Dienstag, den 7.11.2017 um 19.00 Uhr
Mythos ›Judenkommune‹
Ein politischer Kampfbegriff in Polen im 20. Jahrhundert
Veranstaltung mit Dr. Agnieszka Zagańczyk-Neufeld
in der Buchhandlung Lehmkul • Am Markt in Witten

In Zeiten gesellschaftlicher Umbrüche, wenn die herkömmlichen Bilder über die Gesellschaft das Leben der Menschen nicht mehr erklären können und wenn sich Unsicherheit über die Zukunft und Angst breit macht, sind Verschwörungstheorien gefragt und werden Sündenböcke gesucht. Nach der weit mehr als hundert Jahre währenden Aufhebung des polnischen Staates in der Teilungszeit und der Reihe von gescheiterten Aufständen hat sich in Polen eine spezielle Sicht auf die Geschichte durchgesetzt. Sie kennt Helden, aber keine sozialen Bewegungen und gesellschaftlichen Interessen. Und alles wird unter das Interesse der einen großen Sache gestellt, die auserwählte, leidende, bedrohte polnische Nation. Im polnischen Mythos der Judenkommune ›Żydokomuna‹ verbindet sich die antisemitischen Vorstellung, dass die Juden den Kommunismus instrumentalisierten, um mit dessen Hilfe die Weltherrschaft zu errichten, mit einer ausgeprägten Russlandfeindlichkeit. Denn die kommunistische Bewegung wurde in Polen als ein Fremdkörper, etwas aus Russland bzw. der Sowjetunion mit Gewalt eingeführtes betrachtet. Die größte Rolle in diesem imaginierten Prozess der Unterjochung eines als ethnisch rein gedachten Polens, sollen Funktionäre jüdischer Herkunft gespielt haben. Die Referentin, die soziale Bewegungen in den Gesellschaften Mittel- und Osteuropas zu Beginn des 20. Jahrhunderts erforscht, wird nach den Ursprüngen dieses Mythos fragen. Diese und die gesellschaftlichen Funktion von Verschwörungstheorien machen den aktuellen Bezug des Vortrags deutlich.
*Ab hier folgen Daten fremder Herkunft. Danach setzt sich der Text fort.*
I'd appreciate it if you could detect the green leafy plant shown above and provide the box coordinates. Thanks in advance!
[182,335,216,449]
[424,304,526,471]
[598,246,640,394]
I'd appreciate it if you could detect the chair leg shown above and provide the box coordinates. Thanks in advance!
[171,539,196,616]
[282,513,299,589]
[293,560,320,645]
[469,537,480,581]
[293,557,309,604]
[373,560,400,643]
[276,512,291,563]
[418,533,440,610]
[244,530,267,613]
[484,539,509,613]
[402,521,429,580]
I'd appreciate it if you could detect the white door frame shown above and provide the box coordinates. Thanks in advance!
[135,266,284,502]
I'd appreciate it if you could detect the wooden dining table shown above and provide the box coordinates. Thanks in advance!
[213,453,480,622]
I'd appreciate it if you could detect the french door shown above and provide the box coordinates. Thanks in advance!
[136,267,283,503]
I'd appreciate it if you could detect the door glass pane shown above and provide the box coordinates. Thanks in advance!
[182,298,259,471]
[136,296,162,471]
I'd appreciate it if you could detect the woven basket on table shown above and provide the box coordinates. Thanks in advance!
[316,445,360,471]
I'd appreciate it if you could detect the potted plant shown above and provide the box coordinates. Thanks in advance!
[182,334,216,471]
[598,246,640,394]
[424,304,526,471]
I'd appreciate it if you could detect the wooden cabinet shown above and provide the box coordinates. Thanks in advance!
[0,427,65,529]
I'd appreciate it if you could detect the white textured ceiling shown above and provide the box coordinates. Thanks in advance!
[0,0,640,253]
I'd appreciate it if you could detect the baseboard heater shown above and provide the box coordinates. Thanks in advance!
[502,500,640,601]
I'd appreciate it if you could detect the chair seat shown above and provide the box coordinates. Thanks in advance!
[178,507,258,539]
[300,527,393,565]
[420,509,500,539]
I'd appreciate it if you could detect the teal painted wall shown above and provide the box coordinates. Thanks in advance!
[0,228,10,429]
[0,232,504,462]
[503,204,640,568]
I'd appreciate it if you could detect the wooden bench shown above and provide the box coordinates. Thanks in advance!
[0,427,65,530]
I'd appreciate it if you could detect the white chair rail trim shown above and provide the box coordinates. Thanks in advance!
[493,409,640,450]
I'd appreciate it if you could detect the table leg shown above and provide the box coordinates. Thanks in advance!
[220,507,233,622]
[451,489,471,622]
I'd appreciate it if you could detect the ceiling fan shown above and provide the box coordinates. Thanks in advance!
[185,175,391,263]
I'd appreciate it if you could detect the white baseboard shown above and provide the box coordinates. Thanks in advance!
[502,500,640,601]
In ihrer Darstellung geht sie auf den „jüdischen Bolschewismus“ in der Sowjetunion und die soziale Zusammensetzung der kommunistischen Parteien in Polen ein und vergleicht diese mit propagandistischen Materialien über die sogenannte „jüdische Verschwörung“. ‚Kommunistisch‘, das kann bis heute vieles sein in Polen, was nicht die nationale Weihe und den Segen der Kirche hat. Zusammen mit dem Antisemitismus sind diese Verschwörungstheorien nicht nur in Polen bis heute nicht überwunden.

Dr. Agnieszka Zagańczyk-Neufeld studierte an den Universitäten Warschau, Marburg und der Ruhr-Universität Bochum. Sie ist heute wissenschaftliche Mitarbeiterin und Lehrbeauftragte am Lehrstuhl für Osteuropäische Geschichte der Ruhr-Universität Bochum.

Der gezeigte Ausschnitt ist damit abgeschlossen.